Я за праздник обиды сочту и лишенья,

Если даже украден он был со стола.

Дай мне доля две сажени дикого поля.

Ни креста мне не нужно, ни даже холма.

Я уйду, стиснув зубы, без крика: Доколе,

Моя доля, сводить меня будешь с ума?

Эта женщина в белом лет на сто моложе.

Дай мне, доля, щекой прикоснуться к щеке.

Дуновеньем любви разведи

                            во мне старые дрожжи,

Дай еще постоять на дремучем твоем ветерке.

Молодой поп за газетным киоском прячет под рясой недопитую бутылку пива. Чуть в стороне грязные нищие едят белый хлеб с луком, луковый сок блестит на всклокоченной бороде черного, как цыган, парня:

Я пою не о том, ты поешь не об этом.

Без любви умирают застывшие в горле тела.

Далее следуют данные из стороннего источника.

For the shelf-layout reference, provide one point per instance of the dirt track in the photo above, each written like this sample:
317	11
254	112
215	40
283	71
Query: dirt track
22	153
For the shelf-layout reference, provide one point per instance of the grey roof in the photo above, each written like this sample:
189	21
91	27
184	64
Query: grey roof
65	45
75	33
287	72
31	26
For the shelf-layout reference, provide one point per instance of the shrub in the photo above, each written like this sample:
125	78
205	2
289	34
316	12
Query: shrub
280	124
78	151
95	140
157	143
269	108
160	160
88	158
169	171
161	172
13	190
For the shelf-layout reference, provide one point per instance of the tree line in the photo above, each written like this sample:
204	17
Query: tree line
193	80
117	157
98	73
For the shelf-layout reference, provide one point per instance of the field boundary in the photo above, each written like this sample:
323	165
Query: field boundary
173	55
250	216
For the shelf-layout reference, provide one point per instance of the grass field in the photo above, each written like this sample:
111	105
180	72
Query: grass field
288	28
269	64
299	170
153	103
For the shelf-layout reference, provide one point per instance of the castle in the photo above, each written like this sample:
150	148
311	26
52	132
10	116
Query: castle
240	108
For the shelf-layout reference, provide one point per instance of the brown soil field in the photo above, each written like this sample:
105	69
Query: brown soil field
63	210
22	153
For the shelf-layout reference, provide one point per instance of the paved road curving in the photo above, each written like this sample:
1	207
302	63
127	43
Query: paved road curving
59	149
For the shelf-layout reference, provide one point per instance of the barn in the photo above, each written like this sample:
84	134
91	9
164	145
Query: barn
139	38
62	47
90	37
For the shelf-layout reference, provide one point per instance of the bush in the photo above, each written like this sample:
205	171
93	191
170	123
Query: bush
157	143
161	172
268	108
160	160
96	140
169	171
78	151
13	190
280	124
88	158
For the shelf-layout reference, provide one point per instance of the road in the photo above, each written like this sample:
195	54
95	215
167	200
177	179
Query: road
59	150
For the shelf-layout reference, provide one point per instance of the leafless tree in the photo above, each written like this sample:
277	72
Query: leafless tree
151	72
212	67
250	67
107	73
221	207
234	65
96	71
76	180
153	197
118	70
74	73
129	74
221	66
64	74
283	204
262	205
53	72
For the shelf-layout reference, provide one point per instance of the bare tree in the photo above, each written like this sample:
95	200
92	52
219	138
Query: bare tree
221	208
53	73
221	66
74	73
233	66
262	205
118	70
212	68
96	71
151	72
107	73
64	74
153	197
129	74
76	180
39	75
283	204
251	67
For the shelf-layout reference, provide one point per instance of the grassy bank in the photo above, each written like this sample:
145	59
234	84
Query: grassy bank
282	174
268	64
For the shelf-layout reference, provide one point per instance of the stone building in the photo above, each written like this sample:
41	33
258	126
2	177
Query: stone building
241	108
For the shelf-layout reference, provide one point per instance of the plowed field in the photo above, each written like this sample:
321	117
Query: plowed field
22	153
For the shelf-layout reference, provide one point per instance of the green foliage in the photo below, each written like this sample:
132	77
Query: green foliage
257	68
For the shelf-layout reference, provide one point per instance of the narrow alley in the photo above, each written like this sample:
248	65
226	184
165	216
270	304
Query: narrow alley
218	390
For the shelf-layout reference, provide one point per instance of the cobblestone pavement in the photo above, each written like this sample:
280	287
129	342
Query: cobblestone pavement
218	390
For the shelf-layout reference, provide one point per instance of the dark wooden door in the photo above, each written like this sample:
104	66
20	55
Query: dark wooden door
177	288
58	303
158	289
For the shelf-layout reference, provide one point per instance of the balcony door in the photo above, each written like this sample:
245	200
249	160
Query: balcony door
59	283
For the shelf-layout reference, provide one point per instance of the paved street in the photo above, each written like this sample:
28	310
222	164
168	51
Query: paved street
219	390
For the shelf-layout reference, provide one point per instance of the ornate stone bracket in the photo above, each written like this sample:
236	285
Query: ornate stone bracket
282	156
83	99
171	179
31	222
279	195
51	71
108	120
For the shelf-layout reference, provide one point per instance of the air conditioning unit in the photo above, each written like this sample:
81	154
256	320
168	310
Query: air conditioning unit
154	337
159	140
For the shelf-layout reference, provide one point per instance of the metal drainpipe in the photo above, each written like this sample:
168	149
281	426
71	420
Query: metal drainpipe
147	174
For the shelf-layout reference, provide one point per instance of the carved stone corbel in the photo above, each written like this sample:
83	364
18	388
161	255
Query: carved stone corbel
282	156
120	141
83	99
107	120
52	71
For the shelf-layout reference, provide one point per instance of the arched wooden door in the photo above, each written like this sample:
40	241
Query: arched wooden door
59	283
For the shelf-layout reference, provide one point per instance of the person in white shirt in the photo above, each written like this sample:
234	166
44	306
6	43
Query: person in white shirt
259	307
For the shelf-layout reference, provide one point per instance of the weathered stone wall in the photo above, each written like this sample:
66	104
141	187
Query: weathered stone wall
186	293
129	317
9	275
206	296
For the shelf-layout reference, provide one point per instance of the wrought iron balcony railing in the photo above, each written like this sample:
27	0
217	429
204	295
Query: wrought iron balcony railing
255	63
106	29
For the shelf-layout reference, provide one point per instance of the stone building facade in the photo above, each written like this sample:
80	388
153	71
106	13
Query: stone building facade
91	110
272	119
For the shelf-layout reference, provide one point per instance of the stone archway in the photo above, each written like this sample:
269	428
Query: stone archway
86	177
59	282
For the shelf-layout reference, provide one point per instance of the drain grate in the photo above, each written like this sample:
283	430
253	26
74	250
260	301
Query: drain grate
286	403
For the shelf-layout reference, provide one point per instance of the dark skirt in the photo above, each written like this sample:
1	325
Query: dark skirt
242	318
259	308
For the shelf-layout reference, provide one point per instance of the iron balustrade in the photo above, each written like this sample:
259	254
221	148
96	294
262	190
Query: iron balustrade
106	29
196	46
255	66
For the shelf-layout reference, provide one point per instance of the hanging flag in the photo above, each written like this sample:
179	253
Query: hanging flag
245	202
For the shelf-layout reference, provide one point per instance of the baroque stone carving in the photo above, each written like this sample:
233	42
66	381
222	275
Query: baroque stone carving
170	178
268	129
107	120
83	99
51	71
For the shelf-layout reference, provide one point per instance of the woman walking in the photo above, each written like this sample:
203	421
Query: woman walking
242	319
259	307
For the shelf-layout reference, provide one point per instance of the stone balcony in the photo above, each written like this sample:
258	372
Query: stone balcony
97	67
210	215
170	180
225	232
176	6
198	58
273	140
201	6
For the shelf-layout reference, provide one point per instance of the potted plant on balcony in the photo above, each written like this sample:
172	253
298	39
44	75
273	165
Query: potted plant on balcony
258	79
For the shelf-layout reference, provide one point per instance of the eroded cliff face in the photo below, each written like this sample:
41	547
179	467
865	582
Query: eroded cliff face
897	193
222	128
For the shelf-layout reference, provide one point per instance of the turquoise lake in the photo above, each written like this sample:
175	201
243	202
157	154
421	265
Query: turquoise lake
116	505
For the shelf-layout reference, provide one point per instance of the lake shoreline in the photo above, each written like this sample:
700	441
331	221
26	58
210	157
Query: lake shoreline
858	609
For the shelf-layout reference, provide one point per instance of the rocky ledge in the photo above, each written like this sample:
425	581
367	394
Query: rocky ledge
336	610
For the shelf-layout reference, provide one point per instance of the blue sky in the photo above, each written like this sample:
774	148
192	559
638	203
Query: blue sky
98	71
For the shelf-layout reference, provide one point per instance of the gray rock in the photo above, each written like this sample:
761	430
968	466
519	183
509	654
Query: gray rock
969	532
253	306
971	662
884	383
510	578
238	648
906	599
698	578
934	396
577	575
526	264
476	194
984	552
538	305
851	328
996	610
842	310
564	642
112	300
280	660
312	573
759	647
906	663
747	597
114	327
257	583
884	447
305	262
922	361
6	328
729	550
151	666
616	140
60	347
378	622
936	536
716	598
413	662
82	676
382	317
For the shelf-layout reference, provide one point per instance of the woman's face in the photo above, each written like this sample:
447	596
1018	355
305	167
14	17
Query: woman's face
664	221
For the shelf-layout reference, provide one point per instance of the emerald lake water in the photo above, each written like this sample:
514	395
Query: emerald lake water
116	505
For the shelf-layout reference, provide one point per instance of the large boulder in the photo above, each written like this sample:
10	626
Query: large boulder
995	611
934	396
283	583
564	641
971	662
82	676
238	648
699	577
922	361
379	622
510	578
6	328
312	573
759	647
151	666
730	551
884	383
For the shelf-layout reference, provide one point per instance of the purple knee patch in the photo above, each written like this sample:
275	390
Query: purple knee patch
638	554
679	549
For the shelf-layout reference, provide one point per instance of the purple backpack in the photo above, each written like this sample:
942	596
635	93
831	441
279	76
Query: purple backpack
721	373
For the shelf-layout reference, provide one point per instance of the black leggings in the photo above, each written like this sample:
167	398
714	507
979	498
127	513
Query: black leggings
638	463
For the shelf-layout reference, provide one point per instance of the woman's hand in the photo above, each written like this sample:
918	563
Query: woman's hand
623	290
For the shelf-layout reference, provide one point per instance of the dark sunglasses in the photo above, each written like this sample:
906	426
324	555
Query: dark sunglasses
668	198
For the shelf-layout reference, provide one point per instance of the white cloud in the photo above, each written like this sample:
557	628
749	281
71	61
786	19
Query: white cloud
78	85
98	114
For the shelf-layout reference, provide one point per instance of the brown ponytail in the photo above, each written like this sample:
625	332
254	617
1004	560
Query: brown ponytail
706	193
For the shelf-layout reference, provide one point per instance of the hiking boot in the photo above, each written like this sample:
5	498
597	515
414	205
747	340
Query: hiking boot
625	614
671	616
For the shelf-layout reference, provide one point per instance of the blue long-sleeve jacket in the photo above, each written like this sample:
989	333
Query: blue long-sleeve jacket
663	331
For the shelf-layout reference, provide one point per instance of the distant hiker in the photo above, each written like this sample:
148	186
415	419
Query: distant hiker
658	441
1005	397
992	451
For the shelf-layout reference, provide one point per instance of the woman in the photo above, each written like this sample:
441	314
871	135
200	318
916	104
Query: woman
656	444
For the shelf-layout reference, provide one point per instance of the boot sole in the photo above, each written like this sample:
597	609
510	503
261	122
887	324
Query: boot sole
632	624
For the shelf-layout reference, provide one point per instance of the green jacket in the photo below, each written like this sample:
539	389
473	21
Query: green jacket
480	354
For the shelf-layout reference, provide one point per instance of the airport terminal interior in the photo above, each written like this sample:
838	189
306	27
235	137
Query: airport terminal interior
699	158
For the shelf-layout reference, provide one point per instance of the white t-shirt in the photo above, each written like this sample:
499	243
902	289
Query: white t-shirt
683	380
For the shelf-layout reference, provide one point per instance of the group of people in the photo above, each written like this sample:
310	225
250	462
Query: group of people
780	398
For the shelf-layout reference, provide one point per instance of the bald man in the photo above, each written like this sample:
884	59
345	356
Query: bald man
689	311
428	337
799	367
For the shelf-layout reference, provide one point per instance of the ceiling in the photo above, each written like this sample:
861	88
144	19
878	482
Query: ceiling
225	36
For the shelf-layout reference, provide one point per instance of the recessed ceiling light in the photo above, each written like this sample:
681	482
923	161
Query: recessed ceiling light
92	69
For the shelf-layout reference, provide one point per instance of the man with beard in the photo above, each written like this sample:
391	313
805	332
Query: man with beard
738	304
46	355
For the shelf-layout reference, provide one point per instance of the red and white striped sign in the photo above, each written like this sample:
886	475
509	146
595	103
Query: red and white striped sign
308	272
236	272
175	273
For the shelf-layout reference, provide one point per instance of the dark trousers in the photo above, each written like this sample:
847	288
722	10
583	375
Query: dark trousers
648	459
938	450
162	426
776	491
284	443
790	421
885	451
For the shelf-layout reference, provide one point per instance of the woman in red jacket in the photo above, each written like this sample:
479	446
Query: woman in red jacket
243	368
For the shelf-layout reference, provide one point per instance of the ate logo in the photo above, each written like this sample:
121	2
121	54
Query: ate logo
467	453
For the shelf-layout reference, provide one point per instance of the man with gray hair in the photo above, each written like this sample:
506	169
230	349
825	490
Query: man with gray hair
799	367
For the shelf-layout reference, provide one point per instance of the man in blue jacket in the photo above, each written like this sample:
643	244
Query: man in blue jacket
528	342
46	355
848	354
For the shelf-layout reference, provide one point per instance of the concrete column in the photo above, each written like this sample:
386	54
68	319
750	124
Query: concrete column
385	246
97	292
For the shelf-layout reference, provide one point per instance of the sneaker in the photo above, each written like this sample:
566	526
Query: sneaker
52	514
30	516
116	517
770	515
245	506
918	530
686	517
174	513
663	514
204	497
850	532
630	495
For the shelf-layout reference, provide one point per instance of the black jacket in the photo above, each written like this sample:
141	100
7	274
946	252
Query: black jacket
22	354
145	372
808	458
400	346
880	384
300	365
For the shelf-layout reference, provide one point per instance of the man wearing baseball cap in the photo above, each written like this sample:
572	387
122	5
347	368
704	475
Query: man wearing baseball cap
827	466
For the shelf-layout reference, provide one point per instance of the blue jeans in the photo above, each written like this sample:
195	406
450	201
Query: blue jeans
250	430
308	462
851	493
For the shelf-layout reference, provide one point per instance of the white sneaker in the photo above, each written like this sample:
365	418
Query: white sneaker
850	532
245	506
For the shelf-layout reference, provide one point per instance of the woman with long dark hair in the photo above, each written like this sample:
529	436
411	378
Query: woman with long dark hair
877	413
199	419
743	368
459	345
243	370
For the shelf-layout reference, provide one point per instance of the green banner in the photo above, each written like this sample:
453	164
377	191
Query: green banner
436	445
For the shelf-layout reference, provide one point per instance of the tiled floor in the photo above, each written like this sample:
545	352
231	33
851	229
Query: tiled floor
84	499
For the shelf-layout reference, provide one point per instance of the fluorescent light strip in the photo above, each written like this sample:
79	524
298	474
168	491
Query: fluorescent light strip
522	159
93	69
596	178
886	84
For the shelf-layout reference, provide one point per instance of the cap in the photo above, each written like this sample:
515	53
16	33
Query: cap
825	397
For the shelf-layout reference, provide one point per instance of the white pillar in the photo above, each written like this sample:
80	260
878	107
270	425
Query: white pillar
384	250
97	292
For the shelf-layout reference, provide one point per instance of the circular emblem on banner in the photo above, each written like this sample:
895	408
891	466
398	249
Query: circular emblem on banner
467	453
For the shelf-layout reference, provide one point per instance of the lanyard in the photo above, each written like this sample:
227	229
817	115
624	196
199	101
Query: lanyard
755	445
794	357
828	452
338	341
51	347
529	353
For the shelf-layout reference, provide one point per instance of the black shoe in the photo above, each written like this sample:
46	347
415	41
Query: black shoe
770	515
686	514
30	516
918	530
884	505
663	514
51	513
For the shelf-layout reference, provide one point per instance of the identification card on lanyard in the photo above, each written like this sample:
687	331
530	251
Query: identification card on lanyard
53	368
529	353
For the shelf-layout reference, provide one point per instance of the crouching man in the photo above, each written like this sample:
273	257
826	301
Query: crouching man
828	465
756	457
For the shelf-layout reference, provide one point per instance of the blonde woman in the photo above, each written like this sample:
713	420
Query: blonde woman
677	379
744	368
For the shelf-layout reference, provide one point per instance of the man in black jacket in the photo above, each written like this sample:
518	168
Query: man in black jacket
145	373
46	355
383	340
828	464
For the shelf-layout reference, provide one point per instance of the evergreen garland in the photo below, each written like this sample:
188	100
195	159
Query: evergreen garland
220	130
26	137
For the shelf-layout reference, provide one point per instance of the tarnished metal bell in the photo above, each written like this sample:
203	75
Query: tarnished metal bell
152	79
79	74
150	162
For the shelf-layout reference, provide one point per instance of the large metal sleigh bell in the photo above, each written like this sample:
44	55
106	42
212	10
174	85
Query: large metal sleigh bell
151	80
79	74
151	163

Мы согласны поскрипывать старым скелетом,

Наблюдая, как Русь догорает дотла…

Чем ближе к старости тем жестче берут нас в оборот водовороты времени в капризной реке Лете. Они всасывают нас, обгладывая плоть и туманя рассудок. С каждым новым днем мне все труднее противостоять этой гигантской центрифуге. Все чаще случаются со мной головокружения и обмороки. Это первые симптомы смерти, точнее сказать — разведка боем, без надежды взять языка или хотя бы увидеть свет в конце тоннеля. И все-таки я счастлив, что живу, увлекаемый в бездну водоворотом времени.